After
Christ ascended, the Church did not begin its own public ministry until
Pentecost.
Then,
the first major crisis and scandal within the Church was one of ethnic
discrimination; and it led the apostles to institute changes in the
hierarchical and sacramental structures of the Church.
In
the Book of the Acts of the Apostles, chapter 6, the Hebrew Christians
discriminated against the Hellenist (Greek) Christians in the daily
distribution of food.
Now in these days when the disciples were increasing in
number, the Hellenists murmured against the Hebrews because their widows were
neglected in the daily distribution.
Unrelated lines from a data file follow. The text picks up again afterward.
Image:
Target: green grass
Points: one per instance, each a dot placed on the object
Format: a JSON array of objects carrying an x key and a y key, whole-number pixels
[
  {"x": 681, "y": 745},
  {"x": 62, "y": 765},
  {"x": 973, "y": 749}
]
And the twelve summoned the body of the
disciples and said, “It is not right that we should give up preaching the word
of God to serve tables. Therefore, brethren, pick out from among you seven men
of good repute, full of the Spirit and of wisdom, whom we may appoint to this
duty. But we will devote ourselves to prayer and to the ministry of the word.” And
what they said pleased the whole multitude, and they chose Stephen, a man full
of faith and of the Holy Spirit, and Philip, and Prochorus, and Nicanor, and
Timon, and Parmenas, and Nicolaus, a proselyte of Antioch. These they set
before the apostles, and they prayed and laid their hands upon them.
The
apostles upheld the priority of prayer and the ministry of the word in their
hierarchical role as apostles in the Church, and then they instituted the
hierarchical and sacramental order of deacons.
That was not the last instance in the New Testament of apostles needing
to address tensions between Hebrew Christians and Christians from other kinds
of linguistic, ethnic, cultural, or racial backgrounds.
The
Council of Jerusalem faced this, and the letters of St. Paul address this.